1
Es war in Münster, im Kunstmuseum, ich hatte einen ultraschweren Schinken von Edmund Husserl gelesen, und beschlossen, dass die Philosophie mich nur weiter bringt, wenn sie mit Lust betrieben wird. Da liefen auch zuviele Kantianer rum, dann lieber später, in Würzburg, ein paar durchgeknallte Bhagwans, und wohldosierte Analytikerinnen.
Zur Bekämpfung leichter Ungleichgewichte von „body & mind“ kamen die drei Gentlemen gerade richtig, Mitte der Siebziger Jahre – und als sie auf einer Empore den Raum betraten, brandete der Applaus auf. „Gateway“ war ein trefflicher Name für das Trio, das der guten alten Tante Powertrio tatsächlich neue Töne beibrachte. Nach Jimi Hendrix war die Messe noch nicht gelesen. Da waren auf alten Holzstühlen und geschrubbtem Boden viele Zuhörer versammelt, die seitdem gewiss ihre ECM-Plattensammlung stetig vergrössert haben. Eine versprengte Wahlverwandtschaft, und etliche auch schon tot.
Ganz gleich, welche Historie Abercrombie, Holland und DeJohnette mitbrachten (zwei hatten danken Miles D. und Charles L. schon Legendenstatus, und Abercrombie fabrizierte, rückblickend weiss man es, in jenem Jahrzehnt diverse Meilensteine, oder gestaltete sie mit, ich sage nur Timeless, ich sage nur Sargasso Sea, ich sage nur Gateway, ich sage nur Mountainscapes, ich sage nur Grazing Dreams, ich sage nur Deer Wan, ich sage nur Eventyr) – sie waren damals Underground, und sie prägten eine Sprache, a living thing.
John Abercrombie strebte nach Transparenz, und konnte dieses Spielideal, in nachfolgenden Jahrzehnten, mit einem besonderen lyrischen Kammerjazz realisieren. Meine letzte Lieblingsplatte, Class Trip. Time is a hunter. Thank you for the music, John!
2
Es war bewegend, gestern Abend, nach zwanzig Jahren, mein altes Portrait erneut zu hören, das anlässlich des Todes von John Abercrombie im Deutschlandfunk wiederholt wurde. (Sie können die ganze Sendung, incl. der einleitenden und abschliessenden Worte von Harald Rehmann, unter „comment 1“ nachhören.) Es kam mir gelegentlich so vor, als würde der sehr bescheidene, zugleich beredte Gitarrist einzelne meiner „Sternstunden“-Erinnerungen mit seiner Sicht der Dinge pulverisieren – sehr interessant zudem die Passagen, in denen er von der Zusammenarbeit mit Manfred Eicher erzählt – da wird einmal mehr deutlich, dass die Siebziger eine grosse Zeit des Experimentierens waren, in denen auch Zweifel und ständiges Hinterfragen zum kreativen Prozess gehören konnten.
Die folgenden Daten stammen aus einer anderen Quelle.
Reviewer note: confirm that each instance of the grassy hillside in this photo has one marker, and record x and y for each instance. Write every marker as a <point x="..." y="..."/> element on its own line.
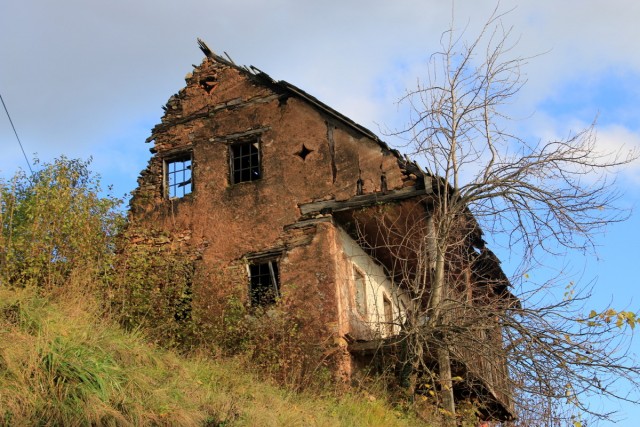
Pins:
<point x="61" y="363"/>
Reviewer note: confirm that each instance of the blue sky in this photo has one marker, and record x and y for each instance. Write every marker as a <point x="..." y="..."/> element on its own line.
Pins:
<point x="85" y="78"/>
Es gab keine fertigen Rezepturen für „sound and vision“.
Die Alben, die John Abercrombie als „Sammlerstücke“ erwähnt, sind schon längere Zeit wieder erhältlich, so etwa „The First Quartet“, drei CD’s in einer weissen Box, mit dem eingangs gespielten Stück „Madagascar“, sowie „Five Years Later“, sein zweites Duo-Album mit Ralph Towner. Letzteres ist sicher auch ein „Klassiker“, und es sollte mich wundern, hätten wir es in der Jazzredaktion nicht schon in der Reihe „Milestones“ gewürdigt.